Lecture on sketches.  A common question is why we need a sketch if photographs are taken.  Sketches are used in all types of crime scenes to make sense of photo documentation and give prosecutors and others not familiar with the area a sense of the spatial distribution of crime scene elements (walls, furniture, evidence).  Photos have difficulty representing the distance between two objects in a photo, particularly when one object is close and other farther away.  This is a “depth of field” problem.  Photos can also distort relative or absolute size, which is often used by fishermen to make their catch look larger by holding the fish forward of their body.  Sketches are necessary because they sort out these spatial problems of photographs.  This is not to say that photographs are unnecessary—on the contrary, the job of the sketch is to make photographs more relevant and useful.

            The tools of sketching: Roll-a-tape, 100’ steel tape measure, graph paper, ruler (preferably an engineering ruler), drafting triangle (clear plastic triangle about 8” across), pencils, and crime scene template.  For large crime scenes, or where precise distances are not required (many minor traffic accidents), the investigator can pace off distances, but you must know the length of your stride.  Students should roll out a 100; tape and pace along the tape, counting their steps and dividing by the distance.  Aim to have a physical memory of your pace in an even number of feet in your stride so that multiplication is as accurate as possible under field conditions.

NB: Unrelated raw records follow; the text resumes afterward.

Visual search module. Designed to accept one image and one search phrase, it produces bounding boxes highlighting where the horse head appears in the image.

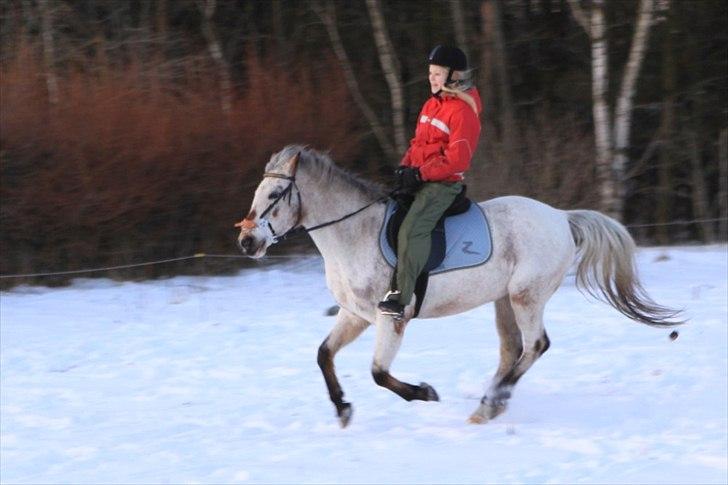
[235,152,301,259]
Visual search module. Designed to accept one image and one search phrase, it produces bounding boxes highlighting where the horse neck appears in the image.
[299,170,384,260]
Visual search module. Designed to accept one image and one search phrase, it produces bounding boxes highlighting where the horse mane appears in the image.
[265,145,386,198]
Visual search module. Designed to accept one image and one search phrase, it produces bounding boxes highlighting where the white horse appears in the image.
[237,145,681,426]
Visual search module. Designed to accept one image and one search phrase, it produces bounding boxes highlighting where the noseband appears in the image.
[235,171,389,244]
[260,172,306,243]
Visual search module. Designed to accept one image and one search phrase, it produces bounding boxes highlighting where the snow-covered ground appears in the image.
[0,245,728,484]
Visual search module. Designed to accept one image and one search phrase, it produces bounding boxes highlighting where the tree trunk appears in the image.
[197,0,232,115]
[589,0,621,218]
[718,128,728,241]
[38,0,59,106]
[485,0,520,177]
[612,0,656,218]
[310,0,402,161]
[655,0,675,245]
[478,1,498,146]
[366,0,407,154]
[450,0,472,56]
[690,130,715,243]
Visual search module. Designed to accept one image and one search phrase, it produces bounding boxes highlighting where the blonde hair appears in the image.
[442,71,480,116]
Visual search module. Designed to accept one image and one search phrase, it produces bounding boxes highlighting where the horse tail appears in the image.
[566,210,685,327]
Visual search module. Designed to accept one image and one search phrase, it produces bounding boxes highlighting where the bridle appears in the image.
[235,170,389,244]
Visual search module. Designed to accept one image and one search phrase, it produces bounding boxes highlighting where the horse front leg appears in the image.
[318,308,369,428]
[372,315,440,401]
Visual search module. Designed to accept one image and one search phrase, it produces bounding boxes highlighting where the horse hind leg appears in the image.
[318,308,369,428]
[372,315,440,401]
[469,291,550,424]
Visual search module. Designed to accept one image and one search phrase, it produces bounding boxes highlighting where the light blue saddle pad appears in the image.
[379,200,493,275]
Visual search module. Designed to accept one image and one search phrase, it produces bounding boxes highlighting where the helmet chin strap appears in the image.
[432,67,455,98]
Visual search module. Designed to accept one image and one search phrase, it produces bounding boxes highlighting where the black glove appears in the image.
[394,167,422,192]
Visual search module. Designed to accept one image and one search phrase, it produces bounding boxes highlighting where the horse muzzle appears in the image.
[235,219,270,259]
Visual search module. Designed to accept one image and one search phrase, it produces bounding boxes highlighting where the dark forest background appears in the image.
[0,0,728,285]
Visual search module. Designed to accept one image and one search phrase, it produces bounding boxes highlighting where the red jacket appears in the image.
[400,88,483,182]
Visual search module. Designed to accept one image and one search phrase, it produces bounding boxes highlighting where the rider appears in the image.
[378,45,482,319]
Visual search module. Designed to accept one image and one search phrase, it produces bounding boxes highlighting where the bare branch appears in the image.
[366,0,407,153]
[309,0,398,159]
[569,0,591,35]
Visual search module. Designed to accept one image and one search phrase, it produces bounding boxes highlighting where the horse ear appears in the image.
[286,152,301,175]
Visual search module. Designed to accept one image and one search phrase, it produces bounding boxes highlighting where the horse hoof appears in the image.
[336,402,353,428]
[420,382,440,401]
[468,401,506,424]
[468,413,488,424]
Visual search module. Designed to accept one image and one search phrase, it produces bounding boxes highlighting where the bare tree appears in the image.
[197,0,232,114]
[568,0,654,219]
[38,0,58,105]
[689,131,715,243]
[310,0,402,160]
[450,0,470,59]
[366,0,407,154]
[718,128,728,240]
[480,0,520,173]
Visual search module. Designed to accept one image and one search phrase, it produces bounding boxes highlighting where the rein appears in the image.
[235,172,389,244]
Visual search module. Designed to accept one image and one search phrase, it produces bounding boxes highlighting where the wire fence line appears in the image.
[0,217,728,279]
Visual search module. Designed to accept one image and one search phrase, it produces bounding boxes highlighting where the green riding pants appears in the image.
[397,182,463,305]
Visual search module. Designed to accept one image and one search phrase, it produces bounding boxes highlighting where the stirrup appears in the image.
[382,290,402,301]
[377,300,404,321]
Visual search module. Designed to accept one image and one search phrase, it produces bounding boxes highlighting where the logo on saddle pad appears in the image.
[379,200,492,275]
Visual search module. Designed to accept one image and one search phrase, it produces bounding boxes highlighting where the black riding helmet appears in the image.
[428,45,468,86]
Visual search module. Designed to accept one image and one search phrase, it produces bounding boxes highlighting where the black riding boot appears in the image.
[377,290,404,320]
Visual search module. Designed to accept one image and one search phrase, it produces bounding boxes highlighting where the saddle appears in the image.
[386,186,472,273]
[379,187,492,317]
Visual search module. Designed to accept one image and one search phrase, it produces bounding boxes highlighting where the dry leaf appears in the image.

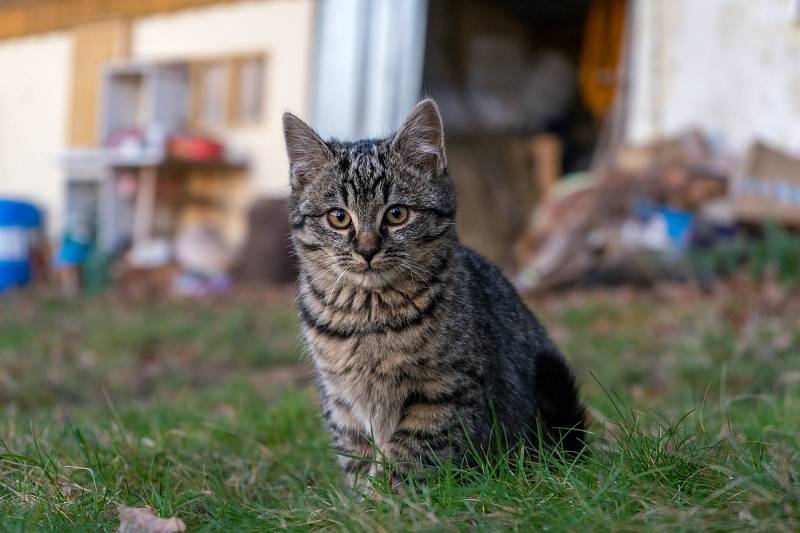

            Almost every crime scene can be measured by the 90 degree method.  Establish two straight lines at right angles and take measurements of items within the lines by measuring perpendicular to the straight lines.  If there are no easily found lines outdoors, such as a sidewalk curb or side of a building, you can establish a virtual line by running a string between two trees or other landmarks that are not likely to move.  Carefully document each end of the virtual line in your report so the line can be recreated in the future. 

            Record measurements carefully and use a measurement table to record distances from the two lines you have established.  Strive to make your sketch as close to scale as possible.  This is fairly easy with an engineering ruler or graph paper.  List the approximate scale in the legend of your sketch.  Every sketch, no matter how rough or simplistic, must have a legend.  The basic information in the legend is the location the sketch represents, the date, crime report number, and name of sketcher.  Some indication of north is also necessary.  Every piece of paper or electronic document involved in a criminal investigation must include a crime report number.  Imagine a records clerk who finds a document on the floor which came loose from its file.  Surrounded by thousands of files, and with no report number to connect the document to a case, a lazy clerk may just stick the document in a random file, causing all of your hard work to go to waste.  In this class, any lab report handed in without proper documentation will not be considered towards your score for that assignment. 

            Lab: Divide class into 2-person teams.  Assign to inside or outside crime scene which contains mock evidence.  Students will take measurements, complete a rough sketch, and then a finished sketch on the computer lab software. Students will be required to produce a paper sketch and an electronic sketch on software available in the computer lab.  100 points.

Reading Assignment for THIS week:

  Read and know these crime scene sketch handouts:

                Crime Scene Sketch,

                Crime Scene Diagramming,

                Measurement Table.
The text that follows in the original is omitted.